Elizabeth bit her lip and looked unhappy at the idea. "Is it absolutely necessary?" she asked. "You know, I'm beginning to wonder if perhaps we're overreacting a little bit. If the holes are going to disappear before much longer, what's the point in you coming up to Burghead to tell Ralph and the rest something that they'll find out eventually in their own time anyway? Why can't you simply stay out of it and leave them to it?"

Charles shook his head gravely.

"If I were certain that the holes will just go away, I'd do exactly that," he replied. "But I'm far from certain.

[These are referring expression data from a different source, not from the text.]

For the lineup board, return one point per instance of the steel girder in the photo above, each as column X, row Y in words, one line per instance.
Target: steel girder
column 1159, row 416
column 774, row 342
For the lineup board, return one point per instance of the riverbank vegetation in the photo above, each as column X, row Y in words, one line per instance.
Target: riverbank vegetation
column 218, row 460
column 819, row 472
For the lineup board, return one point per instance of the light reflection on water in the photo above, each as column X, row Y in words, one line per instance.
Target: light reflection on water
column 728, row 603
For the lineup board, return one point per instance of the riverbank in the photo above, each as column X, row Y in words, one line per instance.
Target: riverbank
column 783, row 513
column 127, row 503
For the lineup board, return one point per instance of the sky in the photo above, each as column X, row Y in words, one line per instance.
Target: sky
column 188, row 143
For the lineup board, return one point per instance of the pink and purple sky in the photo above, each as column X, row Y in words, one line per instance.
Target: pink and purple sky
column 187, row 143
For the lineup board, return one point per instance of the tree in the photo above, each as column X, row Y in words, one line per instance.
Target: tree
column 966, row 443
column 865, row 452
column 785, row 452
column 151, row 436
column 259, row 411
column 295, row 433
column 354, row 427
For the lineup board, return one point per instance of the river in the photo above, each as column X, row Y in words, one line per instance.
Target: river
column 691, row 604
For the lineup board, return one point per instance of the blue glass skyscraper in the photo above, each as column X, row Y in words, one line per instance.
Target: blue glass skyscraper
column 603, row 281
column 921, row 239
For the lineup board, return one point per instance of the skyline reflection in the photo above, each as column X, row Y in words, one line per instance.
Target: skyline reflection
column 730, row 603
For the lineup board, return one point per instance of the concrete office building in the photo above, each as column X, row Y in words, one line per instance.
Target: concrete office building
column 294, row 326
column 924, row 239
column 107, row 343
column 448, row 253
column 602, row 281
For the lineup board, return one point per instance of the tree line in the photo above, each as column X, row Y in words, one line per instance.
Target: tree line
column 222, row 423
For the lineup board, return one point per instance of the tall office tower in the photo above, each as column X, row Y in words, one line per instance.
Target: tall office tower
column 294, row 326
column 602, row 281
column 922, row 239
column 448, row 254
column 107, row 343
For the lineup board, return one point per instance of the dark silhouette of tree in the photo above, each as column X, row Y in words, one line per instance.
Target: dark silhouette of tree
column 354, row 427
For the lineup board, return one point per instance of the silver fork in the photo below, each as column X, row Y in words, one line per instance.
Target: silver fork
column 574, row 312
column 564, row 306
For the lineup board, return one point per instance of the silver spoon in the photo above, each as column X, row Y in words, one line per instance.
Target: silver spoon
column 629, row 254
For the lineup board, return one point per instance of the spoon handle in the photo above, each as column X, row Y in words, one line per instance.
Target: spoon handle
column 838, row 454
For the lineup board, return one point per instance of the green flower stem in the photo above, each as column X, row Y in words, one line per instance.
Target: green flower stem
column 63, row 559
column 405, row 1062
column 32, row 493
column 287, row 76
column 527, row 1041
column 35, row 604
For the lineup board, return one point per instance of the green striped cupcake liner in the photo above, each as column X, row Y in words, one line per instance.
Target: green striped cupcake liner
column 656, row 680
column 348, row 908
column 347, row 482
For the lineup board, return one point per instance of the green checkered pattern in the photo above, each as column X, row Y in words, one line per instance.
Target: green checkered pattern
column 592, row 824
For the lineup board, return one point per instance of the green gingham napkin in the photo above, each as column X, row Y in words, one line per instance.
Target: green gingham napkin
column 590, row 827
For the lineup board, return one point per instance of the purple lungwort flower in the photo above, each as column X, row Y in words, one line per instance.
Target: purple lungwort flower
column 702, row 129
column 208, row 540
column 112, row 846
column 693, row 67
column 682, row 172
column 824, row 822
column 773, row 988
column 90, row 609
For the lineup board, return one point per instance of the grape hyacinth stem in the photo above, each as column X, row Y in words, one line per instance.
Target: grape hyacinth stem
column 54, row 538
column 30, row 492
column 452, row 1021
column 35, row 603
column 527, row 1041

I've been running the accretion functions all morning here with Murdoch. We're not sure yet whether or not some of the expressions are convergent so we can't be absolutely sure, but I'm beginning to suspect that the holes
won't
just go away. If the tau losses extend the lifetimes sufficiently for the accretion rate to overtake the Hawking depletion rate, the holes will become permanent. After that, they'll only be able to get bigger."